Assuming the code runs from within the game itself, you can use MessagingService:
local MessagingService = game:GetService("MessagingService")
local function getServerPlayers(): number
return #game.Players:GetPlayers()
end
--Only bind this once
MessagingService:SubscribeAsync("GetPlayers", function(message)
local data = message.Data
if data[2] == game.JobId then return end
if data[1] ~= game.PlaceId then return end
MessagingService:PublishAsync("ReceivePlayers", getServerPlayers(), data[3])
end)
local function getPlayersOfPlace(placeId: number, waitTime: number?): number
local players = 0
local guid = game.HttpService:GenerateGUID(false)
local connection: RBXScriptConnection
connection = MessagingService:SubscribeAsync("ReceivePlayers", function(message)
local data = message.Data
if data[2] ~= guid then return end --the just in case check
players += data[1]
end)
MessagingService:PublishAsync("GetPlayers", placeId, game.JobId, guid)
task.wait(waitTime or 5) --default delay is 5 seconds
connection:Disconnect()
return players+getServerPlayers()
end
local targetPlaceId = 0 --replace with your place id
local concurrent = getPlayersOfPlace(targetPlaceId) --this yields/has delay
print(concurrent)
Basically what’s happening above is that a server(for example your game lobby) asks all the other servers currently running for their current in-game players, and if the place id happens to match, they’re added in the total. In the example above we give 5 seconds to all the pinged servers to send back a response. If you want quicker refreshing times you can try decreasing the delay, although for this you don’t really need anything less than 2 seconds.
While MessagingService does provide a good method, there is the off-chance that SubscribeAsync can fail, as shown on the documentation. So, a server could be missed out, undetected.

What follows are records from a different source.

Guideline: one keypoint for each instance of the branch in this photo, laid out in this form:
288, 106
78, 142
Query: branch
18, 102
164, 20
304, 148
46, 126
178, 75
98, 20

for anyone wondering, I didn’t only say SubscribeAsync could fail because it ends in Async. That’s not why…
They can add pcalls and retry logic on top of this so this wont happen. I usually avoid adding pcalls in my responses so I don’t overcomplicate them, except the very obvious cases, for example datastores.
Additionally if they know in advance which place ids they care for(within that universe), they can only subscribe the game servers that are in any of those place ids. So if for example they don’t care about knowing how many concurrent players the lobby place has, they can not subscribe the GetPlayers topic for the lobby servers(since we know in advance they wont be pinged). Lastly if you want to reduce traffic even more, you can add the place ids in the topics themselves(assuming they aren’t a lot, for example more than 100). That way if you do something like GetPlayers-{placeId} it will only ask the servers of placeId and thus reduce traffic(because only those servers will have subscribed to that event).
Yeah, they can add pcalls, but there’s still that tiny, incredibly unlikely but still existent chance of a fail. I would presume a separate place would have been used for the lobby instead of game servers under the same place, but if not, MessagingService would be better, yes. As for adding place IDs, the OP asked how to retrieve the CCU for one place, not many. For many place IDs, maybe even something like a memory store could work. Or, Roblox could just update the multiget-place-details endpoint… sigh…
If the error chance for this specific problem is really small, why bother? It’s not a datastore entry that will be impacted, just the numbers being very slightly off once in a while. I can just use the Ostrich Algorithm and call it a day.
I derived that they may need it for many due to the image they shared, it shows two images/game modes, so I assumed they may be under different places.
My point is that there’s much less room for error with a proxy and the Roblox API. You’ve got the chance of an error from HttpService, a chance of an error from the proxy’s HTTP request, and the chance of an error from the proxy returning the data back to the HttpService. Where as with MessagingService, you’ve got the chance of an error from broadcasting the message, and each server has a chance of an error publishing the message back. Not to mention there will be a lot more traffic through the MessagingService despite the optimisation tactics you mentioned before. Adding more for other places, the chances of error are still much less using 2 HTTP requests.